The BBC Fails To Provide Context If It Detracts From Their Narrative

The recent BBC coverage of the indictment and pending extradition of Richard O’Dwyer for abetting internet piracy has been pretty overtly biased in favor of the defendant.

The main thrust of O’Dwyer’s story, the way the BBC tells it, is that the young man is facing serious consequences from a foreign legal system for “simply linking” to illegal content. The legal question was, until yesterday’s court decision, whether or not what he’d done was a crime under UK law. In his  live reports from outside the courthouse on the BBC News Channel yesterday (Jan. 13), BBC correspondent constantly sanitized O’Dwyer’s alleged act by saying the he “simply linked” to illegal content. At one point the reporter clearly stressed the words “simply linking”, raising his voice to emphasize the point.

The legal charges against O’Dwyer do not refer to his actions as “simply” anything. That’s a BBC editorial decision, revealing the report’s personal opinion of the legal issue at hand. He did it over and over again, so it must be condoned by BBC News bosses.

The BBC News Online article is less overtly opinionated, but does give plenty of space to the defendant’s complaints. The article also relates the pure speculation from O’Dwyer and his lawyer that he’s being used as a “guinea pig” by US authorities in their efforts expand their powers to enforce copyright law. Then there’s the sympathy from Victoria Derbyshire.

Essentially, the BBC is presenting O’Dwyer as an innocent student, who did nothing wrong, and is being treated unfairly by a grasping US. But there’s some important background context which the BBC curiously fails to provide, and which makes a lot of difference in how the audience might understand the story.  Here’s what the BBC doesn’t want you to know (h/t pounce for the extra info):
After the authorities originally shut down O’Dwyer’s website in June 2010, he started up a mirror site. This lovable little innocent student included “F*ck the Police” in the title. He also put up a photo of the police-hating old rap group, NWA. This is not the behavior of someone who doesn’t realize he’s done anything illegal. O’Dwyer knew perfectly well what he was doing the entire time: deliberately abetting criminal acts.

That bit of context might have made the reader view things a bit differently back in November, when the BBC was fretting that the poor dear would be “at risk” if extradited, a lost little lamb amongst hardened criminals in the US justice system.
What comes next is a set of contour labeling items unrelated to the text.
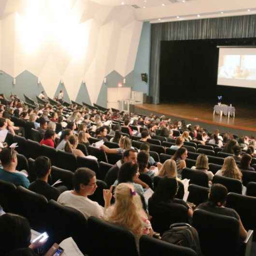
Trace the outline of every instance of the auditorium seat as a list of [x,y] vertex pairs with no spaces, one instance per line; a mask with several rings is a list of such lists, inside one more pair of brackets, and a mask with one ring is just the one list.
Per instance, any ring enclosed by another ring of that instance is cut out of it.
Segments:
[[196,184],[201,186],[209,187],[208,176],[203,171],[184,168],[182,172],[182,179],[190,180],[189,184]]
[[256,182],[249,182],[247,184],[246,195],[256,197]]
[[50,200],[48,203],[49,220],[52,223],[55,242],[72,237],[83,254],[89,246],[87,221],[84,215],[74,208],[65,206]]
[[215,152],[213,150],[210,150],[209,149],[205,149],[199,147],[198,148],[197,152],[199,154],[204,154],[207,156],[215,156]]
[[[236,210],[246,230],[256,230],[256,198],[229,193],[226,206]],[[256,241],[255,234],[254,241]]]
[[105,163],[105,162],[100,162],[100,170],[97,177],[97,178],[103,181],[106,177],[106,174],[109,171],[109,169],[113,166],[113,165]]
[[192,249],[142,236],[140,238],[140,256],[197,256]]
[[190,184],[188,186],[188,191],[189,194],[187,201],[193,203],[197,206],[206,201],[208,199],[209,188],[195,184]]
[[149,155],[151,156],[152,156],[156,162],[157,162],[160,161],[159,155],[155,151],[149,151]]
[[239,180],[215,175],[213,179],[213,183],[220,183],[224,185],[229,192],[242,193],[242,184]]
[[249,256],[245,254],[246,248],[251,247],[253,231],[248,232],[247,240],[240,248],[239,223],[235,218],[197,209],[193,215],[193,226],[198,232],[204,256],[219,255],[220,248],[221,255]]
[[73,189],[74,173],[71,171],[59,168],[56,166],[52,166],[51,176],[53,184],[60,179],[62,182],[60,184],[61,185],[66,186],[69,190]]
[[[97,178],[97,177],[96,177]],[[88,196],[88,198],[93,201],[97,202],[101,206],[104,207],[105,201],[103,197],[103,190],[108,188],[107,184],[103,181],[97,179],[97,188],[91,196]]]
[[152,217],[150,222],[153,230],[160,233],[161,236],[169,229],[171,225],[188,222],[187,208],[179,203],[171,204],[159,202],[155,204],[153,203],[152,198],[150,198],[148,213]]
[[56,165],[59,168],[75,171],[76,170],[76,157],[71,153],[62,150],[57,151]]
[[91,216],[88,219],[90,256],[139,256],[135,238],[129,230]]
[[87,167],[96,173],[96,177],[99,173],[99,163],[97,160],[91,159],[89,157],[83,157],[82,156],[77,156],[76,157],[77,168]]
[[105,163],[108,163],[106,153],[102,149],[97,148],[92,146],[89,146],[88,147],[88,154],[89,155],[96,156],[99,162],[102,161]]

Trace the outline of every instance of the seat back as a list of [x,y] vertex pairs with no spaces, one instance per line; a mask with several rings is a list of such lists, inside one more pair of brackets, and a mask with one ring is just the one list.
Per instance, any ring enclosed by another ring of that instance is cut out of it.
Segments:
[[184,179],[190,180],[190,184],[196,184],[199,186],[209,187],[208,176],[203,171],[190,168],[184,168],[182,170],[182,176],[183,180]]
[[76,157],[71,153],[62,150],[57,151],[56,165],[57,167],[74,172],[77,169]]
[[256,198],[229,193],[226,206],[236,210],[246,230],[256,230]]
[[171,224],[187,223],[187,209],[179,203],[155,203],[152,198],[148,200],[148,212],[152,218],[150,222],[153,230],[161,235],[168,230]]
[[199,205],[200,203],[206,201],[208,199],[209,189],[207,187],[199,186],[195,184],[190,184],[188,186],[188,197],[187,201]]
[[76,157],[76,161],[78,168],[80,167],[87,167],[95,172],[96,177],[99,175],[99,166],[97,160],[89,157],[77,156]]
[[68,207],[54,200],[49,201],[50,216],[55,242],[72,237],[83,254],[87,253],[87,221],[84,215],[74,208]]
[[[207,212],[195,211],[193,226],[197,229],[202,253],[207,256],[238,255],[239,223],[232,217]],[[218,246],[213,246],[213,242]]]
[[88,229],[89,255],[138,256],[135,237],[129,230],[93,216],[88,219]]
[[33,229],[38,231],[44,231],[48,227],[48,200],[43,195],[18,186],[17,192],[22,207],[21,213],[27,218]]
[[89,155],[96,156],[99,162],[102,161],[105,163],[108,163],[107,155],[105,151],[102,149],[89,146],[88,147],[88,153]]
[[228,192],[242,193],[242,183],[236,179],[215,175],[213,179],[213,183],[220,183],[224,185]]
[[249,182],[247,187],[246,195],[256,197],[256,182]]
[[149,236],[140,238],[140,256],[197,256],[192,249],[172,244]]
[[60,179],[62,182],[61,185],[66,186],[69,190],[71,190],[74,188],[73,185],[74,173],[72,171],[56,166],[52,166],[51,176],[53,183]]
[[40,142],[43,139],[40,133],[36,129],[32,128],[30,131],[30,138],[35,142]]
[[105,179],[106,174],[109,171],[109,169],[113,166],[113,165],[105,163],[105,162],[100,162],[100,170],[97,178],[103,181]]

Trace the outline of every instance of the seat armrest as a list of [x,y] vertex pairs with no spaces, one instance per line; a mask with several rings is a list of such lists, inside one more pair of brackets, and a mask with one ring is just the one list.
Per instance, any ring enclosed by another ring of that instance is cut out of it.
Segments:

At least in that article, the phrasing I’ve been complaining about was presented as the words of O’Dwyer’s lawyer, rather than a BBC reporter’s explanation:

Mr Cooper argued the site did not store copyright material but merely pointed users to other sites where they could download films and TV shows.

 “Merely”, “simply”, what’s a few million acts of media piracy among friends, eh? So why does the BBC allow O’Dwyer to play all innocent, that he was “surprised” when the cops showed up on his doorstep in November, five months after his original site was shut down and he started it up again with an anti-police taunt?

We heard the same BS, unquestioned by the BBC, in Friday’s coverage. The BBC has been very sympathetic to this criminal, going out of their way to portray him not only as someone who should not be extradited to the US, but who really hasn’t even done anything wrong. Even though the facts show that he knew perfectly well what he was doing, and kept doing it even after being told it was illegal.

I wonder how the BBC would spin things if a US citizen was extradited to the UK for helping people around the world pirate BBC content?